Background: The current accountability climate prioritizes identifying features of “effective teaching.” One approach has to been to outline a set of “high leverage practices,” defined as teaching moves that are research-based, have the potential to improve student achievement, and support students in learning central academic concepts. But which practices qualify as “high leverage,” and based on what criteria? This article raises several issues involved in identifying “high leverage” teaching practices based on their relationships with different types of student outcome measures.
Purpose: The study addresses the following research questions: What practices are associated with student achievement gains on high- and low-stakes assessments? How do teachers use these teaching practices in their classrooms?
Population: Participants in this study were 103 fourth grade teachers from a single district who volunteered to have their classroom instruction recorded as part of the Bill and Melinda Gates Foundation’s Measures of Effective Teaching (MET) project.
Research Design: The research involved analysis of multiple data sources: video records of practice, qualitative observation notes, quantitative measures of math teaching, and student outcomes on two math assessments, one high stakes comprised entirely of multiple-choice questions and the other low stakes and focused on open-ended problem solving.

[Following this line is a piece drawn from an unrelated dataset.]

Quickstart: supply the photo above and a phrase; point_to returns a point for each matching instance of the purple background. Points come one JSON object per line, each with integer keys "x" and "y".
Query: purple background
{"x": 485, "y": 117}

Data Analysis: A standardized observation tool designed to code language arts instruction, PLATO, was modified for reliable scoring of math teaching. More than 300 math lessons were scored using four PLATO scales. Logistic regressions were used to look at relationships between PLATO scores and teacher value-added measures computed from high- and low-stakes student assessments. A stratified, purposive sample of lessons was analyzed qualitatively.
Findings/Results: Scores on two practices, modeling and procedural strategy instruction, predicted value-added based on the high-stakes state test, but had no relationship with value-added on the low-stakes test. Qualitative analyses demonstrate instruction was explicitly oriented toward success on the state test. Teachers taught test-taking strategies and modeled how to eliminate “silly” answers listed in multiple-choice format. Two other practices, orchestrating classroom discourse and conceptual strategy instruction, had no relationship with value-added on either test. Scores on these two scales were positively skewed, with very few instances of high-scoring instruction.
Conclusions/Recommendations: Discussion focuses on potential limitations of labeling teaching practices as “high leverage” based on their relationship with high-stakes standardized assessments and the importance of sampling teachers with a full range of enactment of high-leverage practices.